Explore how PNR and SMIN.L each compare against other companies in their peer groups.

Rule-based, descriptive analysis only. Derived from peer percentile dimensions. Not investment advice. Peer groups are determined algorithmically based on structural similarity — not by sector classification alone.

How AssetNext Peer Scores Work

AssetNext scores reflect each company's structural position within its functional peer group — not a ranking against all stocks simultaneously. Peers are identified by similarity across eight financial dimensions, including revenue growth trajectory, margin structure, capital intensity, and earnings stability. A score of 75 means the company ranks in the top quartile within its own peer group, not the entire market.
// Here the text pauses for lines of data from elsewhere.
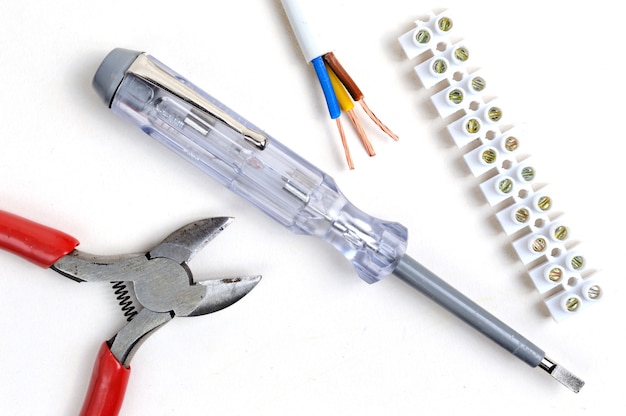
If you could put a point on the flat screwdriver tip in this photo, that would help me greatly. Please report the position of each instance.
(562, 375)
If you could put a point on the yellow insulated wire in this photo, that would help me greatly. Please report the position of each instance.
(346, 104)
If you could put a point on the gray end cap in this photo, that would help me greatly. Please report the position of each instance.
(111, 72)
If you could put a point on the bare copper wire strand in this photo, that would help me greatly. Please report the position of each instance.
(344, 142)
(355, 92)
(361, 132)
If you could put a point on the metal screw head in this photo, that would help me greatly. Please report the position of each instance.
(494, 114)
(505, 186)
(478, 84)
(528, 173)
(539, 245)
(472, 126)
(522, 215)
(440, 66)
(572, 304)
(544, 203)
(445, 24)
(577, 262)
(511, 143)
(461, 54)
(455, 96)
(489, 156)
(594, 292)
(561, 232)
(422, 36)
(555, 274)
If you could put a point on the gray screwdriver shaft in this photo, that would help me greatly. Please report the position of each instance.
(422, 279)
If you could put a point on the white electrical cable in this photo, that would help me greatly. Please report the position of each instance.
(304, 17)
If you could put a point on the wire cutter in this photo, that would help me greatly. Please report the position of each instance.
(160, 280)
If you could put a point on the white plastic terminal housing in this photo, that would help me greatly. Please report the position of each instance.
(540, 237)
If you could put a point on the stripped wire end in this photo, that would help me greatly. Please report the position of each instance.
(377, 121)
(346, 105)
(361, 132)
(346, 149)
(355, 92)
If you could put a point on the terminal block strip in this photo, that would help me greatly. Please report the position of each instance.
(540, 236)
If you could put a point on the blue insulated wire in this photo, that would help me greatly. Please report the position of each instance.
(327, 87)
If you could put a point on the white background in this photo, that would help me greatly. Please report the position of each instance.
(311, 338)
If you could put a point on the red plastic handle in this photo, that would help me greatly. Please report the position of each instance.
(107, 387)
(35, 242)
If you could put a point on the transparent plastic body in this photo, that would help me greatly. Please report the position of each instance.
(282, 184)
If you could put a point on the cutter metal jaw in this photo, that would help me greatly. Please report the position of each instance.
(161, 280)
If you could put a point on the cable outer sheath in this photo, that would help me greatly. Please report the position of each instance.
(420, 278)
(304, 17)
(107, 387)
(36, 243)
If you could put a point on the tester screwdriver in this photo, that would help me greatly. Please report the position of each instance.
(292, 191)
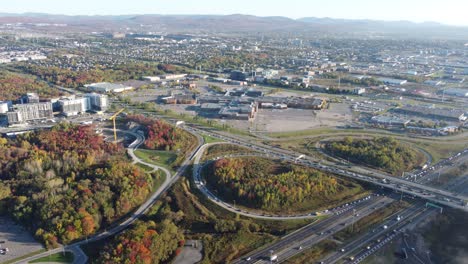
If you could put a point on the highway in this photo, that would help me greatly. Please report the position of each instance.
(368, 243)
(310, 235)
(415, 189)
(80, 257)
(199, 183)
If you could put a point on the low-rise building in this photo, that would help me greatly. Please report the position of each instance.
(105, 87)
(151, 78)
(97, 102)
(180, 99)
(4, 107)
(432, 112)
(71, 107)
(22, 113)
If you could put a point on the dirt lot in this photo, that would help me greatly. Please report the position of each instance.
(300, 119)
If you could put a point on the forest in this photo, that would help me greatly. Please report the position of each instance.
(146, 242)
(161, 135)
(267, 185)
(66, 183)
(13, 86)
(384, 153)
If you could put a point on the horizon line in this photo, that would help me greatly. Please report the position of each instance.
(231, 14)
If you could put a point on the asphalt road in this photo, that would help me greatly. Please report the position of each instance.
(170, 179)
(308, 236)
(418, 190)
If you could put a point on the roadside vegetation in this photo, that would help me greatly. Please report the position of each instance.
(67, 183)
(384, 153)
(162, 136)
(215, 151)
(314, 253)
(157, 237)
(277, 187)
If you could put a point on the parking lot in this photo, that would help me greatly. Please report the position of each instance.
(16, 239)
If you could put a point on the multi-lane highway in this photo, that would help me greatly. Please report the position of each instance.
(404, 186)
(310, 235)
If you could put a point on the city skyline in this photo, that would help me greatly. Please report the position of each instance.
(450, 12)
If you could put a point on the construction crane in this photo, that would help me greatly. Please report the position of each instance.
(113, 119)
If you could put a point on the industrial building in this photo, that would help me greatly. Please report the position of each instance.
(456, 92)
(108, 87)
(71, 107)
(239, 111)
(29, 112)
(434, 113)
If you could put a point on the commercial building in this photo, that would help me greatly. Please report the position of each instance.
(108, 87)
(239, 111)
(390, 121)
(30, 98)
(151, 78)
(173, 76)
(180, 99)
(97, 102)
(29, 112)
(239, 76)
(71, 107)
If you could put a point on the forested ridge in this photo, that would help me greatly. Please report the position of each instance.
(385, 153)
(66, 183)
(267, 185)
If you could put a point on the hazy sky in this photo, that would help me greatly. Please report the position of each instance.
(445, 11)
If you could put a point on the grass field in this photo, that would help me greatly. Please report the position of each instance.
(57, 258)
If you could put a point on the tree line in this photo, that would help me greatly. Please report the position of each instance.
(385, 153)
(263, 184)
(66, 183)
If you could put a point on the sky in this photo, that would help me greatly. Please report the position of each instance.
(452, 12)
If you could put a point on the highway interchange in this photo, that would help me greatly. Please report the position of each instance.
(304, 238)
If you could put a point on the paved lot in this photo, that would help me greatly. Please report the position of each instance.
(18, 240)
(190, 255)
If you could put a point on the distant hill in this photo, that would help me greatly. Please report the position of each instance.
(238, 23)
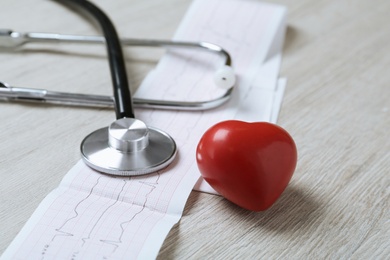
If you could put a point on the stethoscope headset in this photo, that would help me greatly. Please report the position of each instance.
(128, 146)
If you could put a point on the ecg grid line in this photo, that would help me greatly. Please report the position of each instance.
(95, 216)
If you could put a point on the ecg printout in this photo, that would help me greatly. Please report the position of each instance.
(94, 216)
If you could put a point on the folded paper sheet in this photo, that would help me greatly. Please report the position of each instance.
(94, 216)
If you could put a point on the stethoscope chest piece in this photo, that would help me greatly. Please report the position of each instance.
(128, 147)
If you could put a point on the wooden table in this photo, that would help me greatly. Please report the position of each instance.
(336, 106)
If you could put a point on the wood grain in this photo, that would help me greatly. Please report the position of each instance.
(336, 106)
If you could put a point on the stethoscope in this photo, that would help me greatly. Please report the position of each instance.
(128, 146)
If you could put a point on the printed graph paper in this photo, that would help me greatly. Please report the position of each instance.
(95, 216)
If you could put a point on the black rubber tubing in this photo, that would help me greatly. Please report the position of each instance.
(122, 95)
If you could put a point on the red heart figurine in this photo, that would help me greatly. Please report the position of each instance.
(249, 164)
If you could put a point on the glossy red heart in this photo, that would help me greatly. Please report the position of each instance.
(249, 164)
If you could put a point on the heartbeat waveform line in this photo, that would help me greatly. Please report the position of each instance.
(116, 243)
(104, 212)
(76, 214)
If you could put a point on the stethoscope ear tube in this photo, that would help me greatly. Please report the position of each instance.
(128, 147)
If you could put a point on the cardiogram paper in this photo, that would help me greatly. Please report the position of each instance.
(94, 216)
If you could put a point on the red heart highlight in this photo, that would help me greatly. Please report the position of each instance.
(249, 164)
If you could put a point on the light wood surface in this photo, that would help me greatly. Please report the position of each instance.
(336, 106)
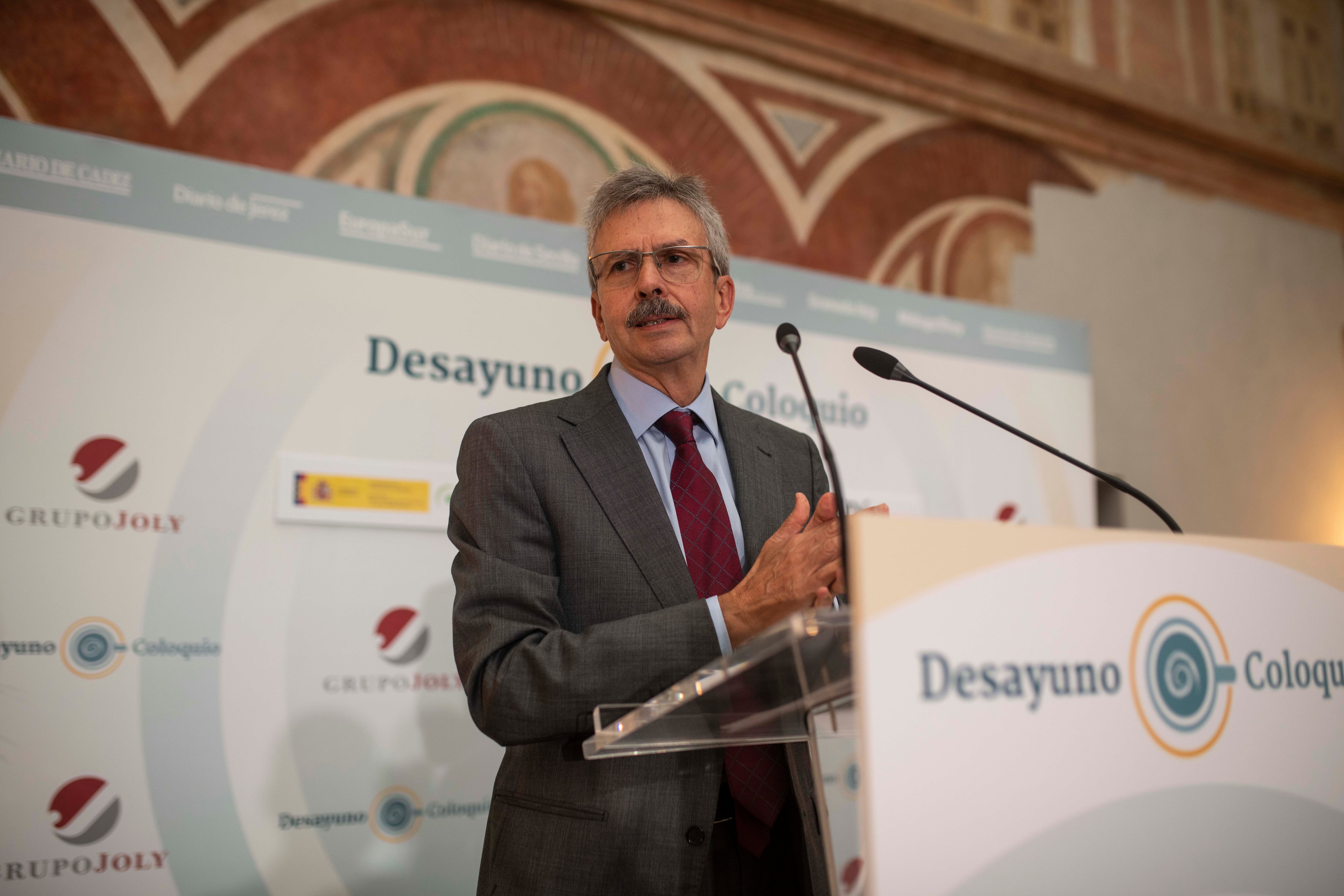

Four dimension scores drive the overall peer score: Growth (revenue trajectory and expansion dynamics), Quality (margin structure and capital efficiency), Valuation (peer-relative pricing on standard multiples), and Stability (earnings consistency and financial predictability). Each dimension is scored 0–100 relative to the peer group, then combined into an overall peer score using equal weighting.

Because scores are peer-relative, the same company can have slightly different scores in different index universes. On comparison pages, both companies are shown within their shared peer universe wherever possible — so the scores are directly comparable. The peer basis is stated on each score card.

Scores are recalculated periodically as underlying financial data is updated. All analysis is descriptive and rule-based — AssetNext describes structural realities and never issues buy, sell or hold recommendations.